Yes, the backlash is infuriating. Liars, haters, and paranoids shouldn’t run the world. But if your goal is in part to “help [Muslim] students feel more at home in a world marred by weekly acts of violence and daily discriminations”—as Duke administrators stated—maybe the wise course is to advance the ball a few yards at a time, instead of throwing it to the end zone.

Fourth, there may be additional security reasons for patience. Safi and Schoenfeld have cited “credible threats against Muslim students, faculty, and staff.” Safi complains that the university is “caving in” to security concerns, but he adds that the concerns are “very real.” I don’t know the details, and neither do you. But if there’s a reasonable chance that some lunatic who was threatening to kill a Muslim professor can be held off for a couple of days and eventually apprehended, I’m willing to wait.

These arguments don’t excuse the university’s clumsiness. Administrators should have thought through the tower idea more carefully before proposing it. Their failure to do so puts them in a position of reducing Muslim use of public space, exactly the opposite of what they intended. By retreating under pressure, they’ve also empowered Graham and his ilk. They’ve sent the wrong message.

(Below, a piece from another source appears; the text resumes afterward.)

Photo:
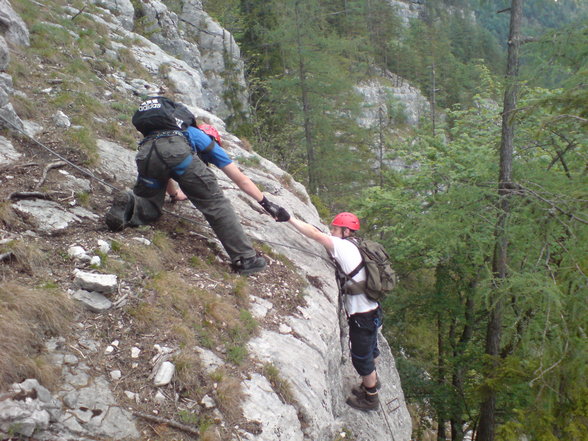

They should send the right one. It’s fine to be prudent about advancing justice. But you have to be clear about what justice is and about your commitment to it. Duke must undertake a long-term campaign, beginning with a speech from its president, to confront Islamophobia among its alumni and in Christian communities across the region. That campaign must teach the truth: Islam, like Christianity, is a diverse faith, full of peaceful adherents. It deserves an equal place on campus and in civil society. That’s where this country is going. And bigots can’t stop it.